Performance-Based Restricted Stock Units
The Compensation Committee of the Board has granted awards of performance-based RSUs (“PSUs”) under the Amended and Restated LGI Homes, Inc. 2013 Equity Incentive Plan to certain members of senior management based on three-year performance cycles. The PSUs provide for shares of our common stock to be issued based on the attainment of certain performance metrics over the applicable three-year periods. The number of shares of our common stock that may be issued to the recipients for the PSUs range from 0% to 200% of the target amount depending on actual results as compared to the target performance metrics. The terms of the PSUs provide that the payouts will be capped at 100% of the target number of PSUs granted if absolute total stockholder return is negative during the performance period, regardless of EPS performance; this market condition applies for amounts recorded above target. The compensation expense associated with the PSU grants is determined using the derived grant date fair value, based on a third-party valuation analysis, and expensed over the applicable period. The PSUs vest upon the determination date for the actual results at the end of the three-year period and require that the recipients continue to be employed by us through the determination date. The PSUs can only be settled in shares of our common stock.

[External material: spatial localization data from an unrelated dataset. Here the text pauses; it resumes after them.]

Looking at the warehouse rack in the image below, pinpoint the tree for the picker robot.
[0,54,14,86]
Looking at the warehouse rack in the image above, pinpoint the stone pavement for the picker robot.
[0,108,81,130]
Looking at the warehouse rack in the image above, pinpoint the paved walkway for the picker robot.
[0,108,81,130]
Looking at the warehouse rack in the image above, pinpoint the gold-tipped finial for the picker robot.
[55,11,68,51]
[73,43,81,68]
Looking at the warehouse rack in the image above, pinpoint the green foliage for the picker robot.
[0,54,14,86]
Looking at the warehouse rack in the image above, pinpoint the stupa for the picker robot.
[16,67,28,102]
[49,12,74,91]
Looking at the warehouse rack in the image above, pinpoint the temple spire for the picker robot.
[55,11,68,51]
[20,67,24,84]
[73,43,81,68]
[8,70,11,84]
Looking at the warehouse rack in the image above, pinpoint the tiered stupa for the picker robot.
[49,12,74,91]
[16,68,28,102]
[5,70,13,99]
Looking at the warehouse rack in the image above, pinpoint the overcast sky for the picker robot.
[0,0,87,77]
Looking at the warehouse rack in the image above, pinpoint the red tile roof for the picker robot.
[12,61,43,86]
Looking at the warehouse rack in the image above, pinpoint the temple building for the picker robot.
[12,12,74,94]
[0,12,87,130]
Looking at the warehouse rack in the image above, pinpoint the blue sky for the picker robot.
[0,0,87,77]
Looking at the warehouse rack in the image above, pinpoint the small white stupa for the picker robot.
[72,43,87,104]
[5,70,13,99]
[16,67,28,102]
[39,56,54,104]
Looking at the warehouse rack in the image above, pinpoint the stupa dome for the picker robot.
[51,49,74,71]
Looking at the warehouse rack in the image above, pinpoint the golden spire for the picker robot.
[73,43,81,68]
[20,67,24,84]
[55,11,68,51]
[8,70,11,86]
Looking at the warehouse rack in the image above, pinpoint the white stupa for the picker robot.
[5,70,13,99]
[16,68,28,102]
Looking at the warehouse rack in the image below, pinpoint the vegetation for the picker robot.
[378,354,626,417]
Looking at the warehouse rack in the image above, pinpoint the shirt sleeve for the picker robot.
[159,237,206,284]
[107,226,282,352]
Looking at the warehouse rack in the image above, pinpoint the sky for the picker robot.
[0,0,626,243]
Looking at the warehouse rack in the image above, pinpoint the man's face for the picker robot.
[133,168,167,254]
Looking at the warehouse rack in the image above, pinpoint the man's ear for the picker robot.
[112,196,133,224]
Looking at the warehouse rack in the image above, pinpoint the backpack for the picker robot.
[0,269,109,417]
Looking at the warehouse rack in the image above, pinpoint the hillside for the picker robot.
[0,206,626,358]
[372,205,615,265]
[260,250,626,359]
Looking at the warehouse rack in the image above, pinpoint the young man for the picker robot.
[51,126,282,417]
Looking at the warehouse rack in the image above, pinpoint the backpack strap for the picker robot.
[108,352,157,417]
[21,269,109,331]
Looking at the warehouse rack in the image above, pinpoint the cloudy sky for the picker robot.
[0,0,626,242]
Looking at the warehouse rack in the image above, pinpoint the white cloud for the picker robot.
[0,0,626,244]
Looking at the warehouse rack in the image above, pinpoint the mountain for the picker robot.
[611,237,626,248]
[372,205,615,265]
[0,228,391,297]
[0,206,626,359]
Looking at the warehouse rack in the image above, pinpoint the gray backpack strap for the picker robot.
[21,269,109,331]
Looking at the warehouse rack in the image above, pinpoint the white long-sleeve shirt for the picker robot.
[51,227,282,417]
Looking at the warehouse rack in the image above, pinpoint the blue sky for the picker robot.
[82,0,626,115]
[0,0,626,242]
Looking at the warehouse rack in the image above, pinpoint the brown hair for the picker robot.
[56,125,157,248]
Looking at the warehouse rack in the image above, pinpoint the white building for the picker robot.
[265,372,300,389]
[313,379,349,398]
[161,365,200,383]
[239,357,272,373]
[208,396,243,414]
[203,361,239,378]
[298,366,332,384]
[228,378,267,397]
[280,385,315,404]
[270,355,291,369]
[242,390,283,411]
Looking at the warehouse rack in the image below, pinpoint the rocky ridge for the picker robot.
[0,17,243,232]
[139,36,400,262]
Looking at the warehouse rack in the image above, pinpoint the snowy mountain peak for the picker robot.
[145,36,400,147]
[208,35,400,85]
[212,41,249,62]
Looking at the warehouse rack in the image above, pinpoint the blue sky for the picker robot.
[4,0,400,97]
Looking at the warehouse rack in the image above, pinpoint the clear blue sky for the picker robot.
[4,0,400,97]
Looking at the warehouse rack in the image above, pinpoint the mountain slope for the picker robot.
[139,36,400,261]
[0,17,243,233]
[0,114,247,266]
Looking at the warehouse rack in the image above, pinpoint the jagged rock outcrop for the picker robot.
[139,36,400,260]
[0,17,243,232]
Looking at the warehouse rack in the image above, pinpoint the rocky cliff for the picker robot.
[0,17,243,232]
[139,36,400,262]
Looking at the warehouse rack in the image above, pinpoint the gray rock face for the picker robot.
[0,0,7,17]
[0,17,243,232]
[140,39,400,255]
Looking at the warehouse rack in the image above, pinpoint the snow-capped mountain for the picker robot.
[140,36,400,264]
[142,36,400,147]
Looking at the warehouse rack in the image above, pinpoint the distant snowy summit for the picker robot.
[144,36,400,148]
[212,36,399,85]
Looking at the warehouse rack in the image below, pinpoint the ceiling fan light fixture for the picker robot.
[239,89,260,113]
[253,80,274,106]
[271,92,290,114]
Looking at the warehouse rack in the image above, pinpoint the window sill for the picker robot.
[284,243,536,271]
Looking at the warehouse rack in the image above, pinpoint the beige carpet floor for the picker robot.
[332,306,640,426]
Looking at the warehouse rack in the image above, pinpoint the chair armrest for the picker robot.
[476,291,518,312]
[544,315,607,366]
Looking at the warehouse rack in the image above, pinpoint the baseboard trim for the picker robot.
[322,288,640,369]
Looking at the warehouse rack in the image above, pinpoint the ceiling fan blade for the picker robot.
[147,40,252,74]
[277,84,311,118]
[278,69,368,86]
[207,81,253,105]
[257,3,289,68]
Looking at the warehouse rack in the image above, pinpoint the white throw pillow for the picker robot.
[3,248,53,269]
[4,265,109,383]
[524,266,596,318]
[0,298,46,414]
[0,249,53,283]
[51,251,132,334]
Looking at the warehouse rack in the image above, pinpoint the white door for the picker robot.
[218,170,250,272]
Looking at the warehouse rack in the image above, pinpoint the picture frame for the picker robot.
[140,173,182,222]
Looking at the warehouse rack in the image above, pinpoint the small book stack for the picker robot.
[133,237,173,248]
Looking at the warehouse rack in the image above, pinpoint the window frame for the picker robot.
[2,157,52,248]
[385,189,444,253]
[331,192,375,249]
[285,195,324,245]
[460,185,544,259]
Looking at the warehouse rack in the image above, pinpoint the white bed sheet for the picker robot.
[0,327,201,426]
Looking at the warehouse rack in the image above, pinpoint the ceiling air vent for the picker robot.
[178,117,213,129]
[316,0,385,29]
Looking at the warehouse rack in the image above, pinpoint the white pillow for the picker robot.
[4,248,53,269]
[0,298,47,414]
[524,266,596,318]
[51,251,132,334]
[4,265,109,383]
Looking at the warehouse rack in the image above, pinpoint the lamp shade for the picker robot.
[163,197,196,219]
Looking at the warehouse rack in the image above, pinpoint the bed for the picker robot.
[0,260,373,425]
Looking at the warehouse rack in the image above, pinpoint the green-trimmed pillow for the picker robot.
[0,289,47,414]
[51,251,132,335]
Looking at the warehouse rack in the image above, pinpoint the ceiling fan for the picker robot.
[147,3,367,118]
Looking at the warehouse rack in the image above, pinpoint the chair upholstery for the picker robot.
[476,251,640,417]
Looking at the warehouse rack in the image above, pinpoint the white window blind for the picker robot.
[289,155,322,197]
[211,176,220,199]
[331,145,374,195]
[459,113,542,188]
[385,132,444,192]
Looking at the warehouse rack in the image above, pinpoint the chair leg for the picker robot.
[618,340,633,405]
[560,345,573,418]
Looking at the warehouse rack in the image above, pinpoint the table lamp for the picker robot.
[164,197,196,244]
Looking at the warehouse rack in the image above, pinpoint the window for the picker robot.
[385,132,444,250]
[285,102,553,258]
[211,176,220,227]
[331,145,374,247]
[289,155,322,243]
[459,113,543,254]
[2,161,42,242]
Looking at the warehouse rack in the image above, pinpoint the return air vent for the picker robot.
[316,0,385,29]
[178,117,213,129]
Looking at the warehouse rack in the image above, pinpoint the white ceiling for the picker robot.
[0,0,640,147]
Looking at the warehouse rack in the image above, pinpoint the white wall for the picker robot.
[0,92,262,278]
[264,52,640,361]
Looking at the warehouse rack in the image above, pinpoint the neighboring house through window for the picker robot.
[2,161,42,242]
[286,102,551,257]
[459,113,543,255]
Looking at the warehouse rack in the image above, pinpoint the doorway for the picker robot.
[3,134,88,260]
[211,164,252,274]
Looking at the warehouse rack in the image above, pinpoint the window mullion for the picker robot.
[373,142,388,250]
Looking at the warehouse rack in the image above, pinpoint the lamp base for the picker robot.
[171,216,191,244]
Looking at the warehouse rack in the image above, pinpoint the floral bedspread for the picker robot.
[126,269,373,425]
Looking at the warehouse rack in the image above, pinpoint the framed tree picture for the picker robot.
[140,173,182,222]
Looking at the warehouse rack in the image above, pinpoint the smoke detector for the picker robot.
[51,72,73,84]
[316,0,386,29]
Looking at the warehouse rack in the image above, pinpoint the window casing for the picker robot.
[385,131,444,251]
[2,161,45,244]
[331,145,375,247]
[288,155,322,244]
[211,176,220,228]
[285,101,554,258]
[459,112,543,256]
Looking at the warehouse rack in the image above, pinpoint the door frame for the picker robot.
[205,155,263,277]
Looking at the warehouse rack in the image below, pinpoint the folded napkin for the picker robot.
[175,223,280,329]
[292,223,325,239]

The following table summarizes the activity of our PSUs for the three months ended March 31, 2026:
Three Months Ended March 31, 2026
Target SharesWeighted Average Grant Date Fair Value
Beginning balance248,122 $92.92 
   Granted191,158 $44.40 
   Vested(36,883)$ 
   Forfeited(32,205)$104.36 
Ending balance370,192 $65.81 
At March 31, 2026, management estimates that the recipients will receive approximately 51.6% of the weighted average target number of PSUs outstanding at the end of the applicable three-year performance cycle based on projected performance compared to the target performance metrics. We recognized $0.6 million and $0.6 million of total stock-based compensation expense related to outstanding PSUs for the three months ended March 31, 2026 and 2025, respectively. At March 31, 2026, we had unrecognized compensation cost of $8.3 million, based on the probable amount, related to unvested PSUs, which is expected to be recognized over a weighted average period of 3 years. PSUs granted in 2024, 2025, and 2026 are excluded from the calculation of diluted EPS as they are subject to unsatisfied performance conditions.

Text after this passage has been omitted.